Invaded and occupied Iraq has been made to pay out $US200
million ($270 million) in "reparations" for lost profits to
corporations such as Halliburton, Shell, Mobil, Nestle, Pepsi,
Kentucky Fried Chicken and Toys R Us. That's apart from its $US125
billion sovereign debt forcing it to turn to the IMF, waiting in
the wings like the angel of death, with its structural adjustment
program. (Though in Iraq there don't seem to be many structures
left to adjust.)
So what does peace mean in this savage, corporatised,
militarised world? What does peace mean to people in occupied Iraq,
Palestine, Kashmir, Tibet and Chechnya? Or to the Aboriginal people
of Australia? Or the Kurds in Turkey? Or the Dalits and Adivasis of
India? What does peace mean to non-Muslims in Islamic countries, or
to women in Iran, Saudi Arabia and Afghanistan? What does it mean
to the millions who are being uprooted from their lands by dams and
development projects? What does peace mean to the poor who are
being actively robbed of their resources? For them, peace is
war.
We know very well who benefits from war in the age of empire.

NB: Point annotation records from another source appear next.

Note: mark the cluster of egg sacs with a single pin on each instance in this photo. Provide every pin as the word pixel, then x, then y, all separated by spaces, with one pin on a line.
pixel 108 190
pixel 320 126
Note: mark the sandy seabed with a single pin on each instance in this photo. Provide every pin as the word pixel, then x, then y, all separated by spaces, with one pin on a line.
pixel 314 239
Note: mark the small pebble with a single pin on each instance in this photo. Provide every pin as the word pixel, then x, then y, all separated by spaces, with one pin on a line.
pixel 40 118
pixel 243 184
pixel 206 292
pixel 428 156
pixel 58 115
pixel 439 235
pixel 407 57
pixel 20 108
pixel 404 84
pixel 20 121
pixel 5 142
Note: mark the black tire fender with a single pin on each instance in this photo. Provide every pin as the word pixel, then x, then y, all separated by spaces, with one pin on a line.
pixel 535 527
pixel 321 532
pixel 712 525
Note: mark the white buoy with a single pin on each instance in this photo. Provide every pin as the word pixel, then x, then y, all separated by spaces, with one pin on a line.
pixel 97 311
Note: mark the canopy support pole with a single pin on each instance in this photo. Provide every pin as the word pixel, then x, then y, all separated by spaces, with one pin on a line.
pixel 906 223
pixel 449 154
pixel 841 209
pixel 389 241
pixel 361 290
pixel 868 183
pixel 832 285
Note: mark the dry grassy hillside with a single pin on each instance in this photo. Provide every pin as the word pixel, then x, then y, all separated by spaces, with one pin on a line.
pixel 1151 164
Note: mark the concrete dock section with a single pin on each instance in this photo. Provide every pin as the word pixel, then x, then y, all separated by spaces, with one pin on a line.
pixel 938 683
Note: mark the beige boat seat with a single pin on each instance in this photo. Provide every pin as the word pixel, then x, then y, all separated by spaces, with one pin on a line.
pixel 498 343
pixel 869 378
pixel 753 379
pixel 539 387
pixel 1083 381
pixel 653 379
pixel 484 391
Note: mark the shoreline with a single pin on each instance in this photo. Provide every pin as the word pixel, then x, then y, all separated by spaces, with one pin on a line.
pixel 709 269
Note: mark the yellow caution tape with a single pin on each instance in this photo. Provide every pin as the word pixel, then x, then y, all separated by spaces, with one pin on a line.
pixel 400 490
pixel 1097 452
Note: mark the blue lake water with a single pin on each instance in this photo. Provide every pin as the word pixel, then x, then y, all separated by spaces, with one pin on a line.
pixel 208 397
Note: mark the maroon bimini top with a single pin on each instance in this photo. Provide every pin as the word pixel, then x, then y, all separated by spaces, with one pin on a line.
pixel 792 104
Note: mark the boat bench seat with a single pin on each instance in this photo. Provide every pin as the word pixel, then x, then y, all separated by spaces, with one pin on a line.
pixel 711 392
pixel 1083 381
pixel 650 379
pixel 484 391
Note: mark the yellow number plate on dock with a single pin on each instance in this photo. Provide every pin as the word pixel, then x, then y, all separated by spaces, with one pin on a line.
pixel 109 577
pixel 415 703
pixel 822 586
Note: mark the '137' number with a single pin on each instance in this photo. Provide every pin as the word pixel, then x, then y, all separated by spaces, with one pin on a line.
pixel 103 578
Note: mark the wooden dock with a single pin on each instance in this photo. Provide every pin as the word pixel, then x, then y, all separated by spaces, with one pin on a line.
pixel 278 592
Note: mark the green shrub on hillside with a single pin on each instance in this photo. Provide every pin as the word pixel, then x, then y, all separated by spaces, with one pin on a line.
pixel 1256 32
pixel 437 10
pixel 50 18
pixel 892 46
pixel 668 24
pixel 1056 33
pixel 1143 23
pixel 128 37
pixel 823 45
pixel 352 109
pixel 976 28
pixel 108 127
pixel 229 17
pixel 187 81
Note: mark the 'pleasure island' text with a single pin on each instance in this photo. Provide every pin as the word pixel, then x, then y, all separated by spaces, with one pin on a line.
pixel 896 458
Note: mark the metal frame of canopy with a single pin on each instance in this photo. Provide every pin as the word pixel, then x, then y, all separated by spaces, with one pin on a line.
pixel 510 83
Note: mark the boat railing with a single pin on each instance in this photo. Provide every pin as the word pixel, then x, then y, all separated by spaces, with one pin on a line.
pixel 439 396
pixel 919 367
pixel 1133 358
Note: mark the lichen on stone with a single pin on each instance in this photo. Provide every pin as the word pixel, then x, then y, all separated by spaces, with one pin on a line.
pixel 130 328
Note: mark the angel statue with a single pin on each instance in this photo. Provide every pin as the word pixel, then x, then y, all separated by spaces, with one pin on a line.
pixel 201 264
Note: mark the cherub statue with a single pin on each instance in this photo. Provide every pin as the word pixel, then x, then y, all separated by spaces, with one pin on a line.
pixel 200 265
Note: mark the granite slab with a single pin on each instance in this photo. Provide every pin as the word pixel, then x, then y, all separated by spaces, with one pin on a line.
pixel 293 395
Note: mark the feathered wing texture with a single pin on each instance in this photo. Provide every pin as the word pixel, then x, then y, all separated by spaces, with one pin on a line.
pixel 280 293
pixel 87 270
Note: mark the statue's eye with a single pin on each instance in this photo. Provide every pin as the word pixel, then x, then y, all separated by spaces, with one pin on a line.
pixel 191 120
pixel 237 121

But we must also ask ourselves honestly who benefits from peace in
the age of empire? War mongering is criminal. But talking of peace
without talking of justice could easily become advocacy for a kind
of capitulation. And talking of justice without unmasking the
institutions and the systems that perpetrate injustice is beyond
hypocritical.
It's easy to blame the poor for being poor. It's easy to believe
that the world is being caught up in an escalating spiral of
terrorism and war. That's what allows George Bush to say, "You're
either with us or with the terrorists." But that's a spurious
choice. Terrorism is only the privatisation of war. Terrorists are
the free marketeers of war. They believe that the legitimate use of
violence is not the sole prerogative of the state.
It is mendacious to make moral distinction between the
unspeakable brutality of terrorism and the indiscriminate carnage
of war and occupation. Both kinds of violence are unacceptable. We
cannot support one and condemn the other.